52626 Posted January 28, 2014 Author Posted January 28, 2014 Is it a collectively bargained plan? Is it covered by the PBGC? covered by PBGC - not sure if it is a union plan
Effen Posted January 28, 2014 Posted January 28, 2014 In general, the buyer would not assume the pension plan's liabilities or assets. Asset sale is just an asset sale - bricks and mortar. The original corporation still exists and still maintains control of the plan. All that said, if the plan is underfunded and covered by the PBGC, the PBGC will not let the seller escape the liability just because they sold the company. This is a reportable event and they could block the sale and/or go after the proceeds to fund the plan, if needed. Also, there are other considerations if the plan is collectively bargained. The material provided and the opinions expressed in this post are for general informational purposes only and should not be used or relied upon as the basis for any action or inaction. You should obtain appropriate tax, legal, or other professional advice.
52626 Posted January 28, 2014 Author Posted January 28, 2014 I have been informed the plan is terminated and with the PBGC. Since this is an asset sale only, doesn't the prior own have the responsibly for this filing and any additional costs associated with it? It maybe my client can not purchase the assets until the PBGC filing is done and the benefits are paid. Can not figure out why my client would be responsible since he only purchased the assets, unless, the current owner has no money and the PBGC figures they will go after the new owner.
Effen Posted January 28, 2014 Posted January 28, 2014 It maybe in the process of terminating with the PBGC, but it sounds like it isn't "terminated". It isn't terminated, until all of the assets have been distributed. Sounds like you, or your client, has some bad information. I agree, buyer should have no responsibility, but I haven't read the sale agreement. The material provided and the opinions expressed in this post are for general informational purposes only and should not be used or relied upon as the basis for any action or inaction. You should obtain appropriate tax, legal, or other professional advice.
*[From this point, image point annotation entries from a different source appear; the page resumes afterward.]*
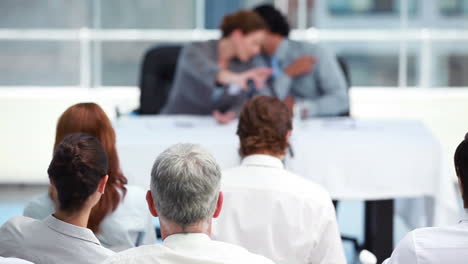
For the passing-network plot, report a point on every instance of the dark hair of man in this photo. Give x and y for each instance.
(78, 165)
(461, 166)
(244, 20)
(277, 22)
(264, 122)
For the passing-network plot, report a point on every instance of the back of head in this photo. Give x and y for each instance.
(78, 165)
(264, 122)
(461, 166)
(185, 182)
(91, 119)
(244, 20)
(276, 22)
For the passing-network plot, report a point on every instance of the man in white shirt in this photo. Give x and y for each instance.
(439, 245)
(185, 183)
(269, 210)
(78, 174)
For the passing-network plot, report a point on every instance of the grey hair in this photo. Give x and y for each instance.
(185, 182)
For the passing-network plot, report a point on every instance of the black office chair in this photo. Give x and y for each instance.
(157, 74)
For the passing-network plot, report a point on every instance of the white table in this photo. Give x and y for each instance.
(353, 159)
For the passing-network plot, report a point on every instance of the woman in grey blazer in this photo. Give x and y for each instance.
(212, 76)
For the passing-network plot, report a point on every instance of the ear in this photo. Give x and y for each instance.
(102, 184)
(150, 202)
(288, 135)
(236, 34)
(219, 205)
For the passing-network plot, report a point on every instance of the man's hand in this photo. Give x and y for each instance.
(224, 118)
(300, 66)
(258, 75)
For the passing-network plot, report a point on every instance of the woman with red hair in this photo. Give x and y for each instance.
(121, 219)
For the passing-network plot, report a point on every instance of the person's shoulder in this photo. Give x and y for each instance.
(441, 237)
(17, 222)
(14, 231)
(238, 254)
(39, 207)
(141, 254)
(308, 187)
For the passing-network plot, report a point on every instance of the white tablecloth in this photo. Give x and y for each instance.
(353, 159)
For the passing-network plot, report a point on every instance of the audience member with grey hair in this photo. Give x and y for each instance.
(185, 195)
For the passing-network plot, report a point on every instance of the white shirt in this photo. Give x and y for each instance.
(121, 229)
(433, 245)
(50, 241)
(13, 261)
(193, 248)
(278, 214)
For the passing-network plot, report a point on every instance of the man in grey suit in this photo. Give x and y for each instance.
(212, 76)
(304, 73)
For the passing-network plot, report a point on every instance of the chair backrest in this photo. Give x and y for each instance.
(157, 74)
(344, 67)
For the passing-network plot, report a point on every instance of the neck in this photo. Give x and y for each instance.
(226, 52)
(170, 228)
(78, 218)
(275, 40)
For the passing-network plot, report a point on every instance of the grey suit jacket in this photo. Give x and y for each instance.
(324, 89)
(195, 90)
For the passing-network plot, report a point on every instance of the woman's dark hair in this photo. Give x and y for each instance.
(461, 166)
(91, 119)
(264, 122)
(277, 22)
(77, 167)
(244, 20)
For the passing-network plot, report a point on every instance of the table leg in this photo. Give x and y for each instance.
(379, 228)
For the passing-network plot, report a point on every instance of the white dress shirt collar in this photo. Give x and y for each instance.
(464, 218)
(262, 160)
(176, 240)
(71, 230)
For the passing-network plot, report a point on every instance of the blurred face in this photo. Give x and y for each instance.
(248, 45)
(269, 45)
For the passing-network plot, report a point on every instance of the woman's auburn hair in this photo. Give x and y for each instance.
(246, 21)
(264, 122)
(91, 119)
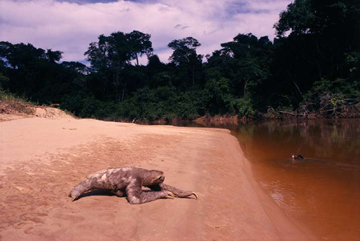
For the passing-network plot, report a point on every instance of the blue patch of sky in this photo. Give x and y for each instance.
(235, 8)
(100, 1)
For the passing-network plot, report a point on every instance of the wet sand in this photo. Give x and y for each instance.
(42, 159)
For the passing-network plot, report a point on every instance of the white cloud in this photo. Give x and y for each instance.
(70, 27)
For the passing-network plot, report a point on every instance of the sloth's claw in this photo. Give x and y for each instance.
(170, 195)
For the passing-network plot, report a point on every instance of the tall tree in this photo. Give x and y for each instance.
(111, 54)
(185, 55)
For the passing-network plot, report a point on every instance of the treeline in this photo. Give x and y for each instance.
(312, 66)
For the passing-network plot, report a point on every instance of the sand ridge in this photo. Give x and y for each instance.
(42, 159)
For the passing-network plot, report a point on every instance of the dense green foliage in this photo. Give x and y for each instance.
(312, 65)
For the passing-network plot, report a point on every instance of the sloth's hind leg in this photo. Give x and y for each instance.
(80, 189)
(135, 195)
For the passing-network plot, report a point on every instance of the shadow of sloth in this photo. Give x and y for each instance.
(128, 182)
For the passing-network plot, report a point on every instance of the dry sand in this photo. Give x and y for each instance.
(42, 159)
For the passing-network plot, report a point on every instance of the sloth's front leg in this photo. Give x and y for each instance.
(177, 192)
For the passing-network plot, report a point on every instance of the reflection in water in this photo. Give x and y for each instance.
(323, 190)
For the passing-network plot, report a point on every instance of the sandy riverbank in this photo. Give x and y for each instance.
(42, 159)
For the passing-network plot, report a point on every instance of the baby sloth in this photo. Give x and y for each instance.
(128, 181)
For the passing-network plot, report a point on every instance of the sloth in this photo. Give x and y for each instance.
(297, 157)
(128, 181)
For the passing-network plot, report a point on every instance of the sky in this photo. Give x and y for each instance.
(71, 25)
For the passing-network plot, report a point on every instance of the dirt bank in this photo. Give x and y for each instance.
(42, 159)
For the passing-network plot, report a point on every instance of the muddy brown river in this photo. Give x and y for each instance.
(323, 190)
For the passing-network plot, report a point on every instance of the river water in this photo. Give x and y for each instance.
(323, 190)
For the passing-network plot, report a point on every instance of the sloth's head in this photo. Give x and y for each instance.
(155, 177)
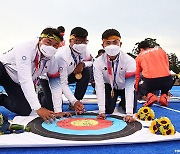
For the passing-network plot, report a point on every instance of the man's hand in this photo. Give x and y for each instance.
(101, 116)
(129, 118)
(79, 68)
(47, 115)
(63, 114)
(79, 108)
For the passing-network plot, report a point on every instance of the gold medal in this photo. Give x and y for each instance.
(78, 76)
(112, 93)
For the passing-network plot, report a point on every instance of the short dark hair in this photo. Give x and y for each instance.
(61, 29)
(79, 32)
(110, 32)
(52, 31)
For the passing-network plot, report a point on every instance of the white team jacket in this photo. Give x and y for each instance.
(124, 79)
(19, 63)
(65, 66)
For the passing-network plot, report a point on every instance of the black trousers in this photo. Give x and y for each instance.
(163, 83)
(15, 101)
(110, 102)
(80, 90)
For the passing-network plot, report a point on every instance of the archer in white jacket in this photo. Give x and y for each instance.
(19, 69)
(114, 73)
(73, 64)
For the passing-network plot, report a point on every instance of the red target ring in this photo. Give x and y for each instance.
(84, 124)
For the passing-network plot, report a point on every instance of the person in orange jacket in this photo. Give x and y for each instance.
(154, 65)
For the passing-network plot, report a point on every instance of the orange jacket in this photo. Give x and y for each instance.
(153, 63)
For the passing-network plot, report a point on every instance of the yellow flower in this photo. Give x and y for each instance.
(164, 121)
(145, 114)
(153, 128)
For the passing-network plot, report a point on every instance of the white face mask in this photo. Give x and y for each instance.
(112, 50)
(80, 48)
(48, 51)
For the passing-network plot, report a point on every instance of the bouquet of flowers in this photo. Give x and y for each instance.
(162, 126)
(145, 114)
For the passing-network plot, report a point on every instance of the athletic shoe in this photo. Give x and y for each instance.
(163, 100)
(151, 98)
(71, 107)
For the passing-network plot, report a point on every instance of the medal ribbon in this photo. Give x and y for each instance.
(74, 57)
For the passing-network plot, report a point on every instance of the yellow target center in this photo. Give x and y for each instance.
(84, 123)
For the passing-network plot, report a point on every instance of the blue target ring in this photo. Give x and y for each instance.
(118, 129)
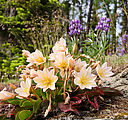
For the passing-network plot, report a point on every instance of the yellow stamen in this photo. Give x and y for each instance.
(39, 59)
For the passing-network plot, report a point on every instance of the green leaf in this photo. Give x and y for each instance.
(14, 101)
(24, 114)
(26, 104)
(17, 116)
(36, 105)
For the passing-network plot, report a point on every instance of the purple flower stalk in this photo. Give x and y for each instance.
(104, 24)
(75, 27)
(124, 38)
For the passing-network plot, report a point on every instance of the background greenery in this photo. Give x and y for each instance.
(38, 24)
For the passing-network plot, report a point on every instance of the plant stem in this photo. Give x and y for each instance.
(35, 93)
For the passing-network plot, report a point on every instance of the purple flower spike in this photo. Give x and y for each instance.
(103, 24)
(75, 27)
(106, 29)
(124, 38)
(108, 20)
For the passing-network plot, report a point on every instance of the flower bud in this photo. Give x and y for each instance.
(74, 48)
(12, 86)
(95, 64)
(5, 95)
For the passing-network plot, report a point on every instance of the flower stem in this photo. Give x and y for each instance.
(35, 93)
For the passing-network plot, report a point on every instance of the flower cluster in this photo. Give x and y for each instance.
(124, 38)
(104, 24)
(64, 68)
(75, 27)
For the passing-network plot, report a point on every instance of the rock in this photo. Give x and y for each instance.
(119, 82)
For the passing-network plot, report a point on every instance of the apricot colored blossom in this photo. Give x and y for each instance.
(61, 61)
(85, 79)
(104, 72)
(36, 58)
(24, 89)
(71, 63)
(79, 64)
(33, 73)
(5, 95)
(45, 79)
(25, 53)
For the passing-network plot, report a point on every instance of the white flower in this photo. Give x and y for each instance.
(104, 72)
(45, 79)
(85, 79)
(79, 64)
(24, 90)
(36, 58)
(61, 61)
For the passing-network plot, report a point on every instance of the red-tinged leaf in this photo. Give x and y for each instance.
(98, 90)
(67, 108)
(75, 101)
(111, 91)
(95, 100)
(91, 102)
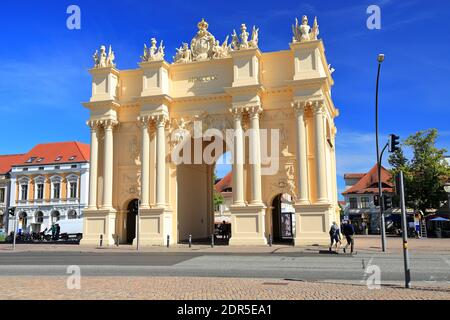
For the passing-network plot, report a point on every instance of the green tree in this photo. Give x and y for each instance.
(425, 174)
(217, 196)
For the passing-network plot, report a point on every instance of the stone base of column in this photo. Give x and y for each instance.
(99, 222)
(248, 225)
(312, 224)
(155, 225)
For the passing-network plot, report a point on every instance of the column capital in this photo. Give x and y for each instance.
(109, 124)
(237, 112)
(318, 107)
(254, 111)
(144, 121)
(93, 124)
(299, 106)
(160, 120)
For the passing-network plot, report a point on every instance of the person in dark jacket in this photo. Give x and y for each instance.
(349, 232)
(335, 236)
(58, 230)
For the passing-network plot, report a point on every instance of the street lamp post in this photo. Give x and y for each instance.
(447, 189)
(380, 190)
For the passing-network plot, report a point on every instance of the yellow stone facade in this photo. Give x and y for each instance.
(133, 114)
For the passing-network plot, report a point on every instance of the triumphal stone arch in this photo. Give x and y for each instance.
(158, 130)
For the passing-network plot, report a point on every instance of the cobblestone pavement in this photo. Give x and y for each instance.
(171, 288)
(368, 244)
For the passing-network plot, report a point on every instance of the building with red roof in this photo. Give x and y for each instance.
(360, 194)
(6, 163)
(49, 183)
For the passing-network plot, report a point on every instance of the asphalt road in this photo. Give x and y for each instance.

david rigby Posted January 28, 2014 Posted January 28, 2014 Effen is (as usual) correct. Think of it this way: the responsibility for any plan starts (and often ends) with the plan sponsor. Caution: the buyer's legal counsel should probalby review the buy-sell agreement(s) to make sure the buyer did not inadvertently "acquire" some portion of the plan liability. I'm a retirement actuary. Nothing about my comments is intended or should be construed as investment, tax, legal or accounting advice. Occasionally, but not all the time, it might be reasonable to interpret my comments as actuarial or consulting advice.